Nel primo dopoguerra, la
notizia di una esplosione
tremenda, epocale, insieme
all'immagine di un fungo bianco
che si levava verso il cielo a
portare morte e distruzione,
giunse in Italia quasi con una
eco ovattata, mescolata a tante
altre notizie di fatti più
urgenti ed immediati. Ci vollero
anni per capire un po' meglio di
che cosa si trattasse.
L'esistenza del nucleare in
generale, anche di quello usato
per scopi pacifici, e della
bomba atomica era allora, ed è
tuttora, un tema
che si affronta
sempre quasi con
imbarazzo.

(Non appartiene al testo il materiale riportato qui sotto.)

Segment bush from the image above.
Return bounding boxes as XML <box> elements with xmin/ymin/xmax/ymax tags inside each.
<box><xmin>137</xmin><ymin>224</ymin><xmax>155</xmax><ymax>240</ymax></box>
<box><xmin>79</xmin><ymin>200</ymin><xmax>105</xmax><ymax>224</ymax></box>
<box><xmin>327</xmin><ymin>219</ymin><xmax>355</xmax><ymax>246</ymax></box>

Nella cultura comune
è un fatto che va ben oltre gli
schieramenti politici ufficiali,
li trascende in una paura
unificante, comune a tutti della
fine della vita nel mondo o in
comunità ristrette, possibile
non solo per l'esplosione di
bombe nucleari usate per
risolvere conflitti
internazionali, ma anche per
incidenti imprevedibili e sempre
possibili nelle centrali
nucleari fatte per la produzione
di energia elettrica.
L'incubo del nucleare,
incominciato alla fine della
guerra e diffusosi sempre più
nel corso degli anni
della guerra fredda, è stato, è
e sarà una cappa di piombo sul
mondo, che segna i rapporti
all'interno delle comunità e le
relazioni internazionali in modo
profondo.
Le problematiche del
nucleare erano oggetto di
riflessioni
negli scritti di Obama
a disposizione sul web
durante la campagna elettorale.
Secondo quegli scritti il futuro
dell'espansione del nucleare
comporta alcuni problemi chiave
che toccano la politica interna
ed estera: il diritto del
pubblico all'informazione, la
sicurezza del combustibile e
delle scorie, l'immagazzinamento
delle scorie.
Inoltre il Presidente
sottolineava che il controllo di
materiale nucleare sia
all'estero che negli USA è la
principale priorità
dell'antiterrorismo e che
nello stesso tempo è
urgente assicurarsi che le
scorie accumulate nei siti dei
reattori attualmente in funzione
debbano essere conservate usando
le più avanzate tecnologie
attualmente disponibili.
Nel suo discorso di insediamento
Barack Obama espresse
alcune speranze, fra queste
ricordo
in particolare la
speranza che possa dischiudersi
un pugno, cioè che si possa
allentare la tensione della
difesa del sistema
politico democratico,
per vivere in una
democrazia più perfetta,
diffusa, radicata dal basso e
rispettosa delle specificità
culturali e religiose delle
singole etnie senza l'incubo
della sua difesa con il
nucleare.
Auspicabile che le buone
intenzioni espresse allora
dall'attuale Presidente con
linguaggio vellutato ed onirico,
non si disperdano nel gelido
cinismo della prassi politica.
Le recenti affermazioni dei
Repubblicani nelle competizioni
locali, in particolar modo in
Virginia, il calo di popolarità
del Presidente dovuto al
progetto di riforma del sistema
sanitario con l'affermazione,
discutibile, del principio che
lo stato non è responsabile
della salute dei cittadini,
fanno raffreddare,
purtroppo, le belle speranze
anche in chi vuole crederci a
tutti i costi.
Per concludere sul nucleare,
la memoria corre al
ricordo dei milioni di vite
umane americane perdute nelle
furiose, sanguinosissime
battaglie del Pacifico a
cominciare dall'attacco di Pearl
Harbour. Per questo è
auspicabile, oltre ad un viaggio
di Obama ad Hiroshima e
Nagasaki, una visita dei
giapponesi a Pearl Harbour, per
spirito di reciprocità,
affinché possa veramente
incominciare a dischiudersi un
pugno.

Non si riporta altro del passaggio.